1 Geodemographics

This week we will see how we can use socio-demographic and socio-economic data to characterise neighbourhoods using geodemographics. Geodemographics is the “analysis of people by where they live’ (Harris et al. 2005) and as such entails representing the individual and collective identities that are manifest in observable neighbourhood structure” (Longley 2012). We will look at geodemographics by focusing on a existing geodemographic classification known as the Internet User Classification.

1.1 Reading list

Essential readings

  • Longley, P. A. 2012. Geodemographics and the practices of geographic information science. International Journal of Geographical Information Science 26(12): 2227-2237. [Link]
  • Martin, D., Gale, C., Cockings, S. et al. 2018. Origin-destination geodemographics for analysis of travel to work flows. Computers, Environment and Urban Systems 67: 68-79. [Link]
  • Singleton, A., Alexiou, A. and Savani, R. 2020. Mapping the geodemographics of digital inequality in Great Britain: An integration of machine learning into small area estimation. Computers, Environment and Urban Systems 82: 101486. [Link]
  • Singleton, A. and Spielman, S. 2014. The past, present, and future of geodemographic research in the United States and United Kingdom. The Professional Geographer 66(4): 558-567. [Link]

Suggested readings

  • Goodman, A., Wilkinson, P., Stafford, M. et al. 2011. Characterising socio-economic inequalities in exposure to air pollution: A comparison of socio-economic markers and scales of measurement. Health & Place 17(3): 767-774. [Link]

1.2 Geodemographics

The CDRC Internet User Classification (IUC) is a bespoke geodemographic classification that describes how people residing in different parts of Great Britain interact with the Internet. For every Lower Super Output Area (LSOA) in England and Wales and Data Zone (DZ) (2011 Census Geographies), the IUC provides aggregate population estimates of Internet use (Singleton et al. 2020) and provides insights into the geography of the digital divide in the United Kingdom.

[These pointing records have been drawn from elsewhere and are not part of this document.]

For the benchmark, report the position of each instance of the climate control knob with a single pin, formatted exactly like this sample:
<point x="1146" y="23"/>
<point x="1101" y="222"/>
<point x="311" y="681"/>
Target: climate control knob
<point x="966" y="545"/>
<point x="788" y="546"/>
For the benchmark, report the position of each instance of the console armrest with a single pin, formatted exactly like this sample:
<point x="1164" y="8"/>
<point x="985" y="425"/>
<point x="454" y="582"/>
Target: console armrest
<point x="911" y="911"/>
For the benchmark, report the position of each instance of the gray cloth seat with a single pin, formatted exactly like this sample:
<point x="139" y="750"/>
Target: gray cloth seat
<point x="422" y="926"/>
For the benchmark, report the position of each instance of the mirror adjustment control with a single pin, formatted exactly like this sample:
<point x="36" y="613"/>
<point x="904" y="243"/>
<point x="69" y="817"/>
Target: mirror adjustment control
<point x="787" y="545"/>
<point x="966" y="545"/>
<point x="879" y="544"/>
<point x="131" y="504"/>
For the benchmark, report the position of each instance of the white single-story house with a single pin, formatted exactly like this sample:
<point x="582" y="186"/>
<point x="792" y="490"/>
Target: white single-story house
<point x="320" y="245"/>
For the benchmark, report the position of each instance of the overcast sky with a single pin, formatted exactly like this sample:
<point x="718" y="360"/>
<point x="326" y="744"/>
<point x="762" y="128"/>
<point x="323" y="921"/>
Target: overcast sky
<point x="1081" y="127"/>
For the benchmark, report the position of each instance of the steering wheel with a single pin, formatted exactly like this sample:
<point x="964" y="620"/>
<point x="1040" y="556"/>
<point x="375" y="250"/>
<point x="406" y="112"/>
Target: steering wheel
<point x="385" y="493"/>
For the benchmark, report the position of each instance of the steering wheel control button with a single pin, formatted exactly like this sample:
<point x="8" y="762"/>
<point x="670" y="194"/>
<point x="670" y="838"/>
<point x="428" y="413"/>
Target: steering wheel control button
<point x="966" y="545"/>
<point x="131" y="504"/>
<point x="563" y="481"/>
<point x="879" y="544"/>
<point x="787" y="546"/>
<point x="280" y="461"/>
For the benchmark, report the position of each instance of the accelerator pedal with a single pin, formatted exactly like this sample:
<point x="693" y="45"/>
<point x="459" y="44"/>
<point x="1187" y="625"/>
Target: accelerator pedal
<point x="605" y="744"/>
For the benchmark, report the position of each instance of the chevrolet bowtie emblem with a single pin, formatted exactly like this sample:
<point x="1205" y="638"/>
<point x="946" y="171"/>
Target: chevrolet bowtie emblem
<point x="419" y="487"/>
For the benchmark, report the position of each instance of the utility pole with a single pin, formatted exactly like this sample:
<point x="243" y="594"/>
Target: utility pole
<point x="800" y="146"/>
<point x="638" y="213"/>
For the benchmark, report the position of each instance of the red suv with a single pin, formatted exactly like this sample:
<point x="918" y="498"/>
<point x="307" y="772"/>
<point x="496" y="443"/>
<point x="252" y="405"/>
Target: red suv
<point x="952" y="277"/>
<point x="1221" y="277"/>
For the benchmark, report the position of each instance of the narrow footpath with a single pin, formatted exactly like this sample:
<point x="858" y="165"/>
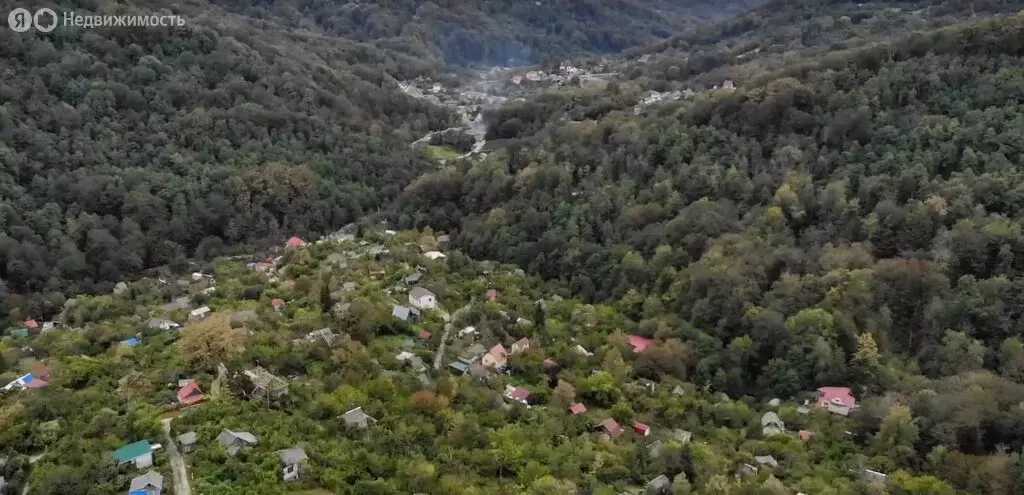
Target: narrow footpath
<point x="177" y="463"/>
<point x="448" y="330"/>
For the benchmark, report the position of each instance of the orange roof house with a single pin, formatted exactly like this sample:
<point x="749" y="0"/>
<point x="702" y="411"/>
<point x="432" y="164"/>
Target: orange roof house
<point x="189" y="395"/>
<point x="639" y="343"/>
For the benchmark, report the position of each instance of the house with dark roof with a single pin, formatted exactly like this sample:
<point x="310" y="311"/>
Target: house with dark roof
<point x="324" y="335"/>
<point x="640" y="344"/>
<point x="265" y="382"/>
<point x="610" y="427"/>
<point x="682" y="436"/>
<point x="189" y="395"/>
<point x="138" y="453"/>
<point x="517" y="394"/>
<point x="771" y="424"/>
<point x="473" y="353"/>
<point x="236" y="441"/>
<point x="293" y="459"/>
<point x="406" y="314"/>
<point x="150" y="484"/>
<point x="186" y="442"/>
<point x="163" y="324"/>
<point x="241" y="319"/>
<point x="458" y="367"/>
<point x="357" y="418"/>
<point x="422" y="298"/>
<point x="658" y="486"/>
<point x="520" y="345"/>
<point x="641" y="428"/>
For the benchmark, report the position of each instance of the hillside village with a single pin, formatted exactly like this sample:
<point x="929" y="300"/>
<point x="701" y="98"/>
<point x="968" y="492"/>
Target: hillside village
<point x="309" y="365"/>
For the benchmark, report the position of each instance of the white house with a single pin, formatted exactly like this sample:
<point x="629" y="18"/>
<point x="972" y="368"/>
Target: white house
<point x="199" y="313"/>
<point x="422" y="298"/>
<point x="434" y="255"/>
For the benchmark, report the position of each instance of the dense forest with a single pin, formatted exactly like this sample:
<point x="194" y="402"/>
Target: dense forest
<point x="869" y="196"/>
<point x="324" y="323"/>
<point x="845" y="214"/>
<point x="124" y="150"/>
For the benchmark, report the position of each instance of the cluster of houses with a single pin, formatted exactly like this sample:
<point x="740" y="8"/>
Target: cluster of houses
<point x="140" y="453"/>
<point x="477" y="361"/>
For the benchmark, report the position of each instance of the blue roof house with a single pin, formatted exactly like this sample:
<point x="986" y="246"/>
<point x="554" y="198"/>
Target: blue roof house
<point x="150" y="484"/>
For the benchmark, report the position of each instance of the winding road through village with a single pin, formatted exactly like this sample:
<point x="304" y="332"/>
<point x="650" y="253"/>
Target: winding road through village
<point x="178" y="467"/>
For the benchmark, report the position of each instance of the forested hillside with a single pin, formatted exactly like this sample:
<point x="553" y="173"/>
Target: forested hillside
<point x="126" y="149"/>
<point x="508" y="386"/>
<point x="871" y="193"/>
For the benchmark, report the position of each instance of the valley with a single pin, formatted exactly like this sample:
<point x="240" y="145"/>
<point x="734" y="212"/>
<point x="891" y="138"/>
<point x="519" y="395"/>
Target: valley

“Digital inequality is observable where access to online resources and those opportunities that these create are non-egalitarian. As a result of variable rates of access and use of the Internet between social and spatial groups (..), this leads to digital differentiation, which entrenches difference and reciprocates digital inequality over time (Singleton et al. 2020).”

1.2.1 Internet User Classification I

For the first part of this week’s practical material, we will be looking at the Internet User Classification (IUC) for Great Britain in more detail by mapping it.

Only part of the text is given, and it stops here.